Along the way, Roach documents some of the vast array of befuddling military organizations, titles and equipment names, introducing many that even those who study the military extensively may be unaware of. The Army, for instance, “has enough hook-and-loop fastener concerns to merit an entire Hook and Loop Task Group (a subsubcommittee of the Combat Clothing Utility Subcommittee)” and the WIAMan (Warrior Injury Assessment Manikin); during World War II, there was an official Anthropologist to the President, today there is a Navy Entomology Center of Excellence.

 I t contains fascinating tidbits of information: urethras are often rebuilt from cheek tissue, due to its properties of being hairless and moisture-tolerant. It is possible to have sex with an indwelling catheter. Humans can sweat as much as 4.4 pounds an hour. The federal specifications for MRE toilet paper include its required tensile strength (wet and dry), as well as allowable colors and required speed of water absorption. There is a Medicare reimbursement code for maggots and a U.S. government standard bathroom malodor. Human perspiration, urine and blood have not proven interesting to sharks; menstrual blood, however, attracts polar bears—though not black bears (and scientists have actually studied all of this). “By weight, a ballistic missile submarine carries more paperwork than it does people.”

Roach’s sense of humor will resonate with many military readers, for whom laughter is a reliable recourse to the surreal fatalism and banality of combat zones: “Oh, for the titular economy of yesteryear. The Stump Hospital [of the Civil War era] is gone and in its place we have the likes of the Veterans Affairs Center of Excellence for Limb Loss Prevention and Prosthetic Engineering.” Her jokes are often dry and subtle: In testing ingredients for stink bomb scents, Roach reports, U.S. Government Standard Bathroom Malodor “repelled, by and large, everyone, with the exception of one unusually open-minded individual who judged [it] to be a ‘wearable’ scent.”

Roach largely avoids topics that are controversial or politically sensitive. The closest she comes is noting that according to one of the men she interviewed, “a recent ban on cigarettes provoked more clatter” than the integration of women into the U.S. submarine force. She also refrains from passing judgment on the morality of warfare, while admitting how surreal it is to watch submariners conduct a nuclear missile launch simulation (that is, rehearsing for what would be an utter calamity) with calmness, and how heart-rending it is to see the autopsy photos of service members being reviewed by the Armed Forces Medical Examiner System program Feedback to the Field in an effort to capture knowledge that could increase survival rates of others who are injured.

Overall, Grunt is a surprisingly lighthearted look at a variety of fascinating, seldom-explored corners of the science and technology of war. Like her other works, it is not a dry, straightforward march through monotonously precise details.

Rather, Roach skims across an array of topics, pausing to delve deeply—and hilariously—into some of their quirkier aspects. If you’re looking for the history or technical specifications of particular munitions, this book is not for you.
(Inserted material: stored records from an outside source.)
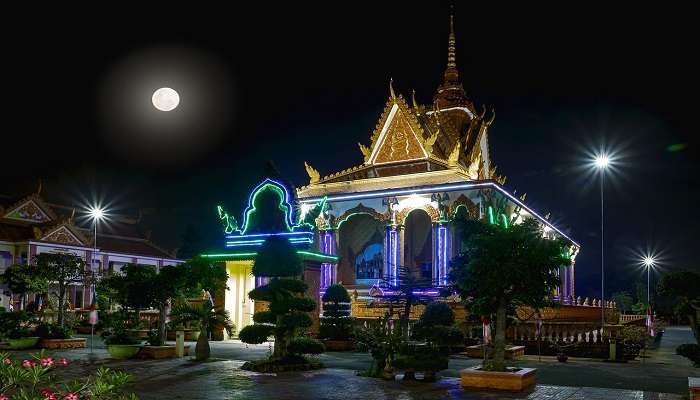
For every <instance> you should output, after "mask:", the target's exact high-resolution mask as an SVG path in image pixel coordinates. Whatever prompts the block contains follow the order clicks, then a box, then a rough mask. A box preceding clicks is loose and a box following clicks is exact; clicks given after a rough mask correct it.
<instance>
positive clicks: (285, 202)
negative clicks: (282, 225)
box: [240, 182, 294, 235]
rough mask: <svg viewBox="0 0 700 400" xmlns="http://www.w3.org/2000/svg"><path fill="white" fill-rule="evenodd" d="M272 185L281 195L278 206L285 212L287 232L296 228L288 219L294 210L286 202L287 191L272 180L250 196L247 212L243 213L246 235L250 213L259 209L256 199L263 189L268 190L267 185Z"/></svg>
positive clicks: (269, 186)
mask: <svg viewBox="0 0 700 400" xmlns="http://www.w3.org/2000/svg"><path fill="white" fill-rule="evenodd" d="M268 186H269V187H271V188H272V190H274V191H275V192H276V193H277V194H278V195H279V196H280V202H279V205H278V206H277V207H278V208H279V209H280V210H281V211H282V212H283V213H284V225H285V226H286V227H287V232H292V231H293V230H294V227H292V226H289V222H288V221H287V220H288V219H289V214H290V213H291V212H292V210H291V209H290V208H291V207H290V206H288V205H287V204H286V201H285V200H286V199H285V197H286V196H285V194H286V191H285V190H284V189H283V188H280V187H279V186H278V185H277V184H274V183H272V182H267V183H265V184H263V185H261V186H260V187H259V188H258V189H257V190H256V191H255V192H253V194H252V195H251V196H250V203H249V204H250V206H249V208H248V209H247V210H246V211H245V214H244V215H243V221H244V223H243V228H241V229H240V232H241V235H245V234H246V233H247V232H248V228H249V227H250V214H251V213H252V212H253V211H257V209H256V207H255V199H256V198H257V197H258V195H259V194H260V192H262V191H263V190H266V189H267V187H268Z"/></svg>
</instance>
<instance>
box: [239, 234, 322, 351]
mask: <svg viewBox="0 0 700 400" xmlns="http://www.w3.org/2000/svg"><path fill="white" fill-rule="evenodd" d="M303 272H304V266H303V264H302V262H301V259H300V258H299V255H297V253H296V250H295V249H294V247H293V246H292V244H291V243H290V242H289V240H287V239H286V238H284V237H280V236H272V237H270V238H268V239H267V240H266V241H265V243H263V245H262V246H261V247H260V250H259V251H258V254H257V256H256V258H255V263H254V264H253V275H255V276H256V277H265V278H269V279H270V281H269V283H268V284H266V285H263V286H259V287H257V288H255V289H253V290H251V291H250V293H249V294H248V296H249V297H250V298H251V299H253V300H255V301H265V302H268V303H269V306H268V310H266V311H258V312H256V313H255V314H254V315H253V321H254V322H255V323H254V324H253V325H249V326H246V327H245V328H243V329H241V332H240V333H239V335H238V336H239V338H240V339H241V341H243V342H244V343H250V344H259V343H263V342H265V341H267V338H268V337H269V336H271V335H272V336H274V337H275V348H274V351H273V354H272V360H271V361H273V362H277V361H284V360H288V359H289V356H291V355H296V356H299V357H300V354H299V353H304V352H306V351H302V350H304V348H303V346H300V345H298V344H295V345H294V346H292V347H291V348H290V344H292V343H293V341H294V340H295V338H297V337H298V336H299V335H300V334H301V330H302V329H304V328H308V327H310V326H311V324H312V321H311V317H309V314H308V313H309V312H311V311H313V310H315V309H316V303H315V302H314V301H313V300H312V299H309V298H307V297H305V296H304V293H305V292H306V289H307V285H306V283H304V282H303V281H302V280H301V279H300V278H301V276H302V274H303ZM305 343H307V344H309V346H306V347H305V348H310V347H311V346H310V342H308V341H305ZM314 347H316V350H318V348H319V347H317V345H314ZM321 349H322V347H321Z"/></svg>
If, however, you seek a playful romp through a series of underappreciated aspects of the preparation for conflict and its aftermath, one so funny those sitting near you will glance at you askance when you burst out laughing in public even as you are learning a great number of scientific facts, this is the title for you.

Kayla M. Williams is the author of Love My Rifle More Than You: Young and Female in the U.S. Army and Plenty of Time When We Get Home: Love and Recovery in the Aftermath of War. After spending eight years at the RAND Corp. as a researcher, she is now the director of the VA’s Center for Women Veterans. This review was prepared in her personal capacity; the opinions expressed are her own and do not reflect the views of the VA or the U.S. government.